Publication Year : 2023
Author: Tariq Rahman

The latest published census figures of Pakistan relating to languages, though from 2017, are worth looking at to understand the status of languages in the country.  If one were an outsider unaware of the history and politics—the structure and processes of acquiring individual and group agency or power– in the country, it would be a bewildering exercise. The outsider would think that Punjabi, being the language of most citizens, would be the national language of Pakistan. When informed that Punjabis are the most powerful ethnic group in the country being represented more than any other in the army, the superior bureaucracy, the judiciary, the parliament, academia, the corporate sector and the media, the alien would also assume it must naturally also be the official language. But this is not true as we know. It is Urdu which is the national language and English is the official language despite the Supreme Court’s orders (8th September 2015) that this violates the constitution of the country (which gave 15 years in 1973 to replace English with Urdu. Article 251 a). Why?  This article will answer these paradoxical questions.

Language and Education Policies and Power in Pakistan

Language Policies on Paper

There have been statements concerning language policy in various documents, above all, documents relating to education policy which have been issued by almost every government. But more importantly there are gaps, silences and platitudes about pious intentions which tell us more about the actual policy relating to language of the ruling elites than the documents do.

Language and Power

Language policies and practices are about the exercise of power which I define as the capacity to procure gratifications which, in turn, are defined as goods and services which give immediate or deferred pleasure(s). These may range from consumption to the exercise of authority (state, within a group or family or organisation). It may also be domination over others legally or illegally and the exercise of violence with impunity. It may, on the other end of the spectrum, be helping people, animals and the world.

Language is related to power in two ways. First, languages are used by the state in the domains of power (government, administration, military, commerce, judiciary, corporate sector, academia and the dispensers of goods and services). This empowers certain collectivities and, in multi-ethnic, multi-lingual nation-states, may lead to ethnic conflict. And, secondly, languages are used as a media of instruction or taught as subjects in educational institutions. If the language a student learns is also used in the domains of power, it empowers the individual as one can enter powerful jobs.
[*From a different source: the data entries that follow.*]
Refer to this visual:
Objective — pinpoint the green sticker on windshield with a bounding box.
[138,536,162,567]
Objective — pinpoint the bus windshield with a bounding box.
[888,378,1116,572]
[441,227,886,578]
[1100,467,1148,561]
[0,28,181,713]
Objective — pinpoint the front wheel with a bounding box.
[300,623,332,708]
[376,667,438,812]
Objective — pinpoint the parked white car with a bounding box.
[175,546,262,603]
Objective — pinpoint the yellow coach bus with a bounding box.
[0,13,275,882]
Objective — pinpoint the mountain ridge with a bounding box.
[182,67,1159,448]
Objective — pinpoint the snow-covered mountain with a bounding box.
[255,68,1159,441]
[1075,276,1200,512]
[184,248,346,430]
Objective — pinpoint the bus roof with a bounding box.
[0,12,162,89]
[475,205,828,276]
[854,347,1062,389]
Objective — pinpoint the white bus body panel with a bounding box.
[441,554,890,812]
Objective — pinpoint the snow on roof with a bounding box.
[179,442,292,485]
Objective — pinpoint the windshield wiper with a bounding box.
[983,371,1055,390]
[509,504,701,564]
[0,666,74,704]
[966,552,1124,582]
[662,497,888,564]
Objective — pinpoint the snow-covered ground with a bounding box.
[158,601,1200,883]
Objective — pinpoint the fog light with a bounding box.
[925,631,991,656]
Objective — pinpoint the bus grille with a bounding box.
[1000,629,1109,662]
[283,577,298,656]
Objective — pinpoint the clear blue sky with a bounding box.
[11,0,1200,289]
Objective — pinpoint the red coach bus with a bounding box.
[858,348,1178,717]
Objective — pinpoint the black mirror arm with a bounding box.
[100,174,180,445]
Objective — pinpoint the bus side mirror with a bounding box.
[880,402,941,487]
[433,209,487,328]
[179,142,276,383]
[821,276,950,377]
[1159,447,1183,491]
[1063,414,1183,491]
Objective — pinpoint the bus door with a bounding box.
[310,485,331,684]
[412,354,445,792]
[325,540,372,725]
If it is used as a cultural marker, it possesses cultural capital and opens the doors of drawing rooms and gives confidence enabling one to procure intangible capital (prestige, sophistication, a good image, etc.).

Language and Ethnicity

The ruling elite of Pakistan declared Urdu as the national language as a linguistic device to counter what they considered fissiparous tendencies based on ethnic nationalism of which language was the major symbol. The ethnic nationalists challenged this status planning by the ruling elite of the centre in the interest of their own languages—Bengali, Sindhi, Pashto, Balochi, Siraiki, etc. The Bengali language movement (Bhasha Ondolan) was, in fact, the initial and most serious challenge in 1948 when it appeared since Jinnah nipped it in the bud by his speech declaring Urdu as the national language of Pakistan. However, in 1952, it came out in the open and the state confronted it by force, spilling blood and laying down the foundations of Bangladesh. The Sindhi movement, being localised in Sindh where it confronted the Urdu-speaking Muhajirs in 1970 and more seriously in July 1972, eventually facilitated the rise of the Muhajir Qaumi Movement (MQM) which is still the main contender of power vis-à-vis a dominant Sindhi-speaking majority.  The Pashto language movement got weakened as the Pashtuns got their share in the military, truck-driving, migration to Arab countries and the name Khyber-Pakhtunkhwa instead of the colonial NWFP was conceded. In any case, now the Pashtun divide is between those who want to impose their interpretation of Islam (loosely called the Taliban) and those who resist them. As for the Siraiki language movement, it too has converted itself into a demand for more development and employment for South Punjab and, above all, for making it a province. The Balochi-Brahvi language movements have always been weak but Baluchistan remains a very troubled province and demands for autonomy there but are militant and suppressed by military force. Some of the Pakistani nationalists also opposed the continued elite status of English, supporting Urdu both against the claims of the ethnic counter-elites and the English-using elite of the country. Though functionaries of the state paid lip service to this demand, English remains the language of investment by the English-using elite and by those who want to climb into it; those whom Hamza Alavi called the salariat and its hangers-on.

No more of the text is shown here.